まあ、首をかしげるしかないです。分からないなら困りますが、分かるなら全然、
大丈夫ですし、ありがたく享受しておきますか。
私はまた本に目を落とし、本の項をふむふむと読み進める。
そのまま集中……することなく眠ってしまいました。
いえ、貸して下さった本のチョイスが微妙で……紅茶の歴史とかあまり興味は……

…………

「すごくきれいだね、兄弟」
「すごくかわいいね、兄弟」
誰かがどこかでしゃべっているような、誰かが私の顔をのぞきこんでいるような。
でも私のことじゃないですね。『きれい』も『かわいい』も当てはまらないですし。
「お姉さんを連れて遊びに行ってもいいのかな、兄弟」
「まだダメだよ兄弟。お姉さんは身体が弱いんだから」
いえ、ですから身体が弱い設定はないですって。
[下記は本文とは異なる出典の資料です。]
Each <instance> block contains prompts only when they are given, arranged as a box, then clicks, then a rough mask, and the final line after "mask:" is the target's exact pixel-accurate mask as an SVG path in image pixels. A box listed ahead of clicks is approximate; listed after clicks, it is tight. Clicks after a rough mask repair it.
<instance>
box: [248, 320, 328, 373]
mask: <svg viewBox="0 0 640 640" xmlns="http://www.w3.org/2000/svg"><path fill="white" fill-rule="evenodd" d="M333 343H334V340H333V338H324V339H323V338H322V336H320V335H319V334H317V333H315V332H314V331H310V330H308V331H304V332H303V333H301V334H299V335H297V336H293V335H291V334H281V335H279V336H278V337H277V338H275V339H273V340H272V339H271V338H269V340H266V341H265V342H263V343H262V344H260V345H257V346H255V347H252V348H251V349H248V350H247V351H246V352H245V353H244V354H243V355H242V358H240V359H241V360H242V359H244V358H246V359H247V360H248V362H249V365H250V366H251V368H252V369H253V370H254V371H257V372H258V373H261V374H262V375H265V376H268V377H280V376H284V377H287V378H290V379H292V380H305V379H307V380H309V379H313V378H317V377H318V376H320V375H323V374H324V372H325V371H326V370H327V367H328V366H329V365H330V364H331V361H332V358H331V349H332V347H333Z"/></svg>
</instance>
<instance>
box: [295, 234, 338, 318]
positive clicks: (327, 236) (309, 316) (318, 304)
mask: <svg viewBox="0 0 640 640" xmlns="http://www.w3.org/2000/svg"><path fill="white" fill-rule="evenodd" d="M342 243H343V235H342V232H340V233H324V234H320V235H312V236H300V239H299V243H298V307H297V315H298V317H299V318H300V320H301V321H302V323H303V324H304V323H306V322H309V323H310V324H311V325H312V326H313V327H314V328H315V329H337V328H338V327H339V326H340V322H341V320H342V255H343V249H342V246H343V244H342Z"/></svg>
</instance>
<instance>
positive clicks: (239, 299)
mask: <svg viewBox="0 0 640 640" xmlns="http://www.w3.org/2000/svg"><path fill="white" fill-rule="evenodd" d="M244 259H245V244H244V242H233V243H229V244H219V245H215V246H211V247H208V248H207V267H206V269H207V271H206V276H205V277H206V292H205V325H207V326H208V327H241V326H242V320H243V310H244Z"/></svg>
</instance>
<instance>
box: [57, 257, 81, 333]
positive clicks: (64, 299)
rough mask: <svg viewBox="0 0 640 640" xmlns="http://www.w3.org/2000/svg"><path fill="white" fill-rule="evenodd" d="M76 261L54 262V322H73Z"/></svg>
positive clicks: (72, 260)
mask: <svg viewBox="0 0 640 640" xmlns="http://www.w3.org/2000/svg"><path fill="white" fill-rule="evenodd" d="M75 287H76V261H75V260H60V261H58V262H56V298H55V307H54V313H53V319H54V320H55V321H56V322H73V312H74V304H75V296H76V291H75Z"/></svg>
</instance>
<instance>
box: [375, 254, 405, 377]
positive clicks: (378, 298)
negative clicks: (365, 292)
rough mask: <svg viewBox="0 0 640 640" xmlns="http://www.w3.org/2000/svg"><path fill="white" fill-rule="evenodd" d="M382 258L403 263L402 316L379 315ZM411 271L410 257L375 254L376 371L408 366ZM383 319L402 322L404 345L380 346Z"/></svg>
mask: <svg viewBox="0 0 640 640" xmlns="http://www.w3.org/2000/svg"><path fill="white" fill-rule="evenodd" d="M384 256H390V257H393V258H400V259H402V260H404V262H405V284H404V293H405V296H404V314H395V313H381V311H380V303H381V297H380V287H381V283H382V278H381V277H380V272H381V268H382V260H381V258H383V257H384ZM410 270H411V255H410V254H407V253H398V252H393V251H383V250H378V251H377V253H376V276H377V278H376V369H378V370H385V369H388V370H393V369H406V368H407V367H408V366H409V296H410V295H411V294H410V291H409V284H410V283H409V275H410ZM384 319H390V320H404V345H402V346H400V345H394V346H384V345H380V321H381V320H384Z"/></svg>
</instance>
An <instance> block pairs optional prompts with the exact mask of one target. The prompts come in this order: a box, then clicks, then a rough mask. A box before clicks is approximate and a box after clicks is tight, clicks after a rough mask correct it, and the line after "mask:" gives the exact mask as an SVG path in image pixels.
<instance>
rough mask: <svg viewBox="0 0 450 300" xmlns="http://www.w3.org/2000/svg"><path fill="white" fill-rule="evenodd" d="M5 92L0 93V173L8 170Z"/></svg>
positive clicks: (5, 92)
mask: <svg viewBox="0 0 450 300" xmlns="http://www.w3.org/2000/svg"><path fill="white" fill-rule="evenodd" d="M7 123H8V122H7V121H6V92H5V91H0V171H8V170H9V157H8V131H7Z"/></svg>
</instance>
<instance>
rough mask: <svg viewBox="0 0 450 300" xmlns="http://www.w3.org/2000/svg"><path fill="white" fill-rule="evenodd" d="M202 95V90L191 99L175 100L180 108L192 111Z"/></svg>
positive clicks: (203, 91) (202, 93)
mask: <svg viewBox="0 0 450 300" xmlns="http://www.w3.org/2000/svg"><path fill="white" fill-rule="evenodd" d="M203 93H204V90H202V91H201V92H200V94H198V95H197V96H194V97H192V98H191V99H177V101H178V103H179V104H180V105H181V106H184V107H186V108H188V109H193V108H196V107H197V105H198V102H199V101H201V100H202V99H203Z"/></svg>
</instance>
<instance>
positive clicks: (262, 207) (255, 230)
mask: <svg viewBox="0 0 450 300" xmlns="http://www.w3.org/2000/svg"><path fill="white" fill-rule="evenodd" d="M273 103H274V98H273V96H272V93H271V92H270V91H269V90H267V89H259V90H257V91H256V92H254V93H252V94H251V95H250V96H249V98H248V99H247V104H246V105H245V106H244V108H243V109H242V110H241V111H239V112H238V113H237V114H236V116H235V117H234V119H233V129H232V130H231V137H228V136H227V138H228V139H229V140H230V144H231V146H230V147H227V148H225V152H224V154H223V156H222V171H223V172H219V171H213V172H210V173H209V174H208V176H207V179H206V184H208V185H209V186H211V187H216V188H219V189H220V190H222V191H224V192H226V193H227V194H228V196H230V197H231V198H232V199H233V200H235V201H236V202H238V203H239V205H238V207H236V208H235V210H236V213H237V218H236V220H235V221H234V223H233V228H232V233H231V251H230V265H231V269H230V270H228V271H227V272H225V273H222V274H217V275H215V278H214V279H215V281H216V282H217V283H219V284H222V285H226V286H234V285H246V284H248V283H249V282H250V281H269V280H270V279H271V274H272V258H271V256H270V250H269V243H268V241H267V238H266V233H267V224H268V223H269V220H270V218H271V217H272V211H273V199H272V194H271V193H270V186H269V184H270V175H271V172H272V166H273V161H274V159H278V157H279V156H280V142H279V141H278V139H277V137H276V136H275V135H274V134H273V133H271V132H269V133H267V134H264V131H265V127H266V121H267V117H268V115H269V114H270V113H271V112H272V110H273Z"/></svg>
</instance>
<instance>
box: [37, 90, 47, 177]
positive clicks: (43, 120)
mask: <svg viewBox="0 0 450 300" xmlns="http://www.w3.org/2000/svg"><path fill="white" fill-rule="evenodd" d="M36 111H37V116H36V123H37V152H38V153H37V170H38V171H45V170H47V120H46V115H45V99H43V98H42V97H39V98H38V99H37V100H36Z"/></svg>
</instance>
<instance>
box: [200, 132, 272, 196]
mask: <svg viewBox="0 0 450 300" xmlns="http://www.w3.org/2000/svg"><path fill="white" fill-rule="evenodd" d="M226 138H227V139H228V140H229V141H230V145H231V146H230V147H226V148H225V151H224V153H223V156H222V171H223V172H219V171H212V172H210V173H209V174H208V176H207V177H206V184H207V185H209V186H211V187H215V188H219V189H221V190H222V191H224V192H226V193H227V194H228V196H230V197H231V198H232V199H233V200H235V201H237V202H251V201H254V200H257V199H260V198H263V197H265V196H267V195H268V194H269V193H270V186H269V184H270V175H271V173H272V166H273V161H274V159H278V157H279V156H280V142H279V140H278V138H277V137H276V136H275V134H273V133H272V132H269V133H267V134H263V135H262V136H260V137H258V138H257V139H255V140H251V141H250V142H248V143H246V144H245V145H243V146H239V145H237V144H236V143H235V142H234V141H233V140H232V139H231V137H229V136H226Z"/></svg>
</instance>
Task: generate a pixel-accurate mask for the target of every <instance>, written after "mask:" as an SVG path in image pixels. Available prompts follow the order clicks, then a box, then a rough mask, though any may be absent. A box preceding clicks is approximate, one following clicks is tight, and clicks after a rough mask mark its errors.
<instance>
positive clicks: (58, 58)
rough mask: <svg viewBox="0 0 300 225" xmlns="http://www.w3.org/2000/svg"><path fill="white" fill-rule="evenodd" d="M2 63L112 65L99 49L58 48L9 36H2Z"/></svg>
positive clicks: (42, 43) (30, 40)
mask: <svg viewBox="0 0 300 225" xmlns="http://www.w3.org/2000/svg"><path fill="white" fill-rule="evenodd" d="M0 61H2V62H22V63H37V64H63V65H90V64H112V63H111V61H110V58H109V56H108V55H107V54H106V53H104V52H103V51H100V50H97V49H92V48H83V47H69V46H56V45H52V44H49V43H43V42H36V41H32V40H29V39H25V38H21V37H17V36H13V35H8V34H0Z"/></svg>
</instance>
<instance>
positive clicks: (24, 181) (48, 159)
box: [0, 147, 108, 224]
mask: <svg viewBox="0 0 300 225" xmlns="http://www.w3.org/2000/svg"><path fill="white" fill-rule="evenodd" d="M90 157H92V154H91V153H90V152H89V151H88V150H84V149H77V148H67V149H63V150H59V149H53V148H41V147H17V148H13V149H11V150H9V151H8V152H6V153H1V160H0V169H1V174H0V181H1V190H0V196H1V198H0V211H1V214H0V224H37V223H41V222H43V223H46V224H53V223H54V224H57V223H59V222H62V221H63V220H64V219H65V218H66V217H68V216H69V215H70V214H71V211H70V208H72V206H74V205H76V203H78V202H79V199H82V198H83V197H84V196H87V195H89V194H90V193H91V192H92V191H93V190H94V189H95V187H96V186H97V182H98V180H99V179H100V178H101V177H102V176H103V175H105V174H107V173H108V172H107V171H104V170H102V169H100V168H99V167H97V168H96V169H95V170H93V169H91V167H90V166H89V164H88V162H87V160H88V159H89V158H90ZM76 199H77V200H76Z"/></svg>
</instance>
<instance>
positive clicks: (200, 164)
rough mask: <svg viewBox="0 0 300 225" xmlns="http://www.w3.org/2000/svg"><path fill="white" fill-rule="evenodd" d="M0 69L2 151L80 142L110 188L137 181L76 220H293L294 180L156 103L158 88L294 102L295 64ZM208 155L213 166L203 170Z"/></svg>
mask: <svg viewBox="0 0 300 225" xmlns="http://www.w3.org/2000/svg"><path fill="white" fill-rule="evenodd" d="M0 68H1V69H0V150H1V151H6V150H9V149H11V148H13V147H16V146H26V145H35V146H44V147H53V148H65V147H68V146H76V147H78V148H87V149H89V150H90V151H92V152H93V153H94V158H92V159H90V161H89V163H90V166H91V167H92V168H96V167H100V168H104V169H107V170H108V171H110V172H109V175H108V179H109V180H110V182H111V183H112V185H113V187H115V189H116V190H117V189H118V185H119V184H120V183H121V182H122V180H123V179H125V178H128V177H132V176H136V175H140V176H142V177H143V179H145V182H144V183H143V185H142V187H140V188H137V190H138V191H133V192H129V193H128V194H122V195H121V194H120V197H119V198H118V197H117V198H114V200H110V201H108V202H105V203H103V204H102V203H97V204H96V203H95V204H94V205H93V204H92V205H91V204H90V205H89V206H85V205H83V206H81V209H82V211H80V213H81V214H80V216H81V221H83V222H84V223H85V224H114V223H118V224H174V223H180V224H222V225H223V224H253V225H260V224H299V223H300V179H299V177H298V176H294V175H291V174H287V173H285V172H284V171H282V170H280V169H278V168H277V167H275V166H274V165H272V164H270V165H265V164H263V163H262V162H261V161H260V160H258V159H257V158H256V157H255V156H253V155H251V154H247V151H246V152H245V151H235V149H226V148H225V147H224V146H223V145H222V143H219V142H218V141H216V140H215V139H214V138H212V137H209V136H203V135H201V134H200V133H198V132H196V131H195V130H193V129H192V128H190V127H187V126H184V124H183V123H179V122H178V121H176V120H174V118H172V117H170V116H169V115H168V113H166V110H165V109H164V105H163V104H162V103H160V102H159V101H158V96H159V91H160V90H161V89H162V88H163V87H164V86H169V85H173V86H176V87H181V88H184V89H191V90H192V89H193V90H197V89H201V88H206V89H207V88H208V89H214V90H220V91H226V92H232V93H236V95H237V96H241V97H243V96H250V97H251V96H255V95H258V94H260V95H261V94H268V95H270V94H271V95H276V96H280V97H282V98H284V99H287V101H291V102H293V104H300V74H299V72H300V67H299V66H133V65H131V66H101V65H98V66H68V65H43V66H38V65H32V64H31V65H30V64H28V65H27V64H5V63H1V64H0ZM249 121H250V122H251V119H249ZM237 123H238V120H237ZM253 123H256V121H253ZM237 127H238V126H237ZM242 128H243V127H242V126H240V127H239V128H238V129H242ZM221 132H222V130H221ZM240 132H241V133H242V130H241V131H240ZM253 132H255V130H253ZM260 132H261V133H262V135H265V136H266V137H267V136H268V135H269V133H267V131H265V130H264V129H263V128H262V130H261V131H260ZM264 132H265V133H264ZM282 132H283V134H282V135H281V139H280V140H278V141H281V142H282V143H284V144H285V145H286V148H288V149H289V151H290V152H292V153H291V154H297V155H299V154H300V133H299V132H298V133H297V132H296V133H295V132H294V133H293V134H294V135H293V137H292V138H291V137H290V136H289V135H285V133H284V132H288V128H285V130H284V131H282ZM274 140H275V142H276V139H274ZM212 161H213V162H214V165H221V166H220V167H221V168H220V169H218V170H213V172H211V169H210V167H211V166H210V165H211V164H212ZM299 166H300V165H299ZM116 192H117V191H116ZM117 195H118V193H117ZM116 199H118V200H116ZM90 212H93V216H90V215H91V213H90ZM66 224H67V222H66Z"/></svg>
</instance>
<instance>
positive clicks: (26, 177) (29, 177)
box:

ベッドで寝てたから体力が落ちた
だけなんですよ……と、半分寝ながらツッコミ。
「お姉さん……可愛い」
と、頬にやわらかい感触。
「ずるいよ兄弟!僕も!」
と、反対側の頬にまたやわらかい感触。
「お姉さんは弱いから、壊さないようにしないとね」
「か弱いお姉さんを、僕たちで守ってあげないとね」

……いえ、だから初対面で人をメッタ斬りにしたのは、どこのどいつですか。
と、またも夢見心地でツッコミを入れる私でした。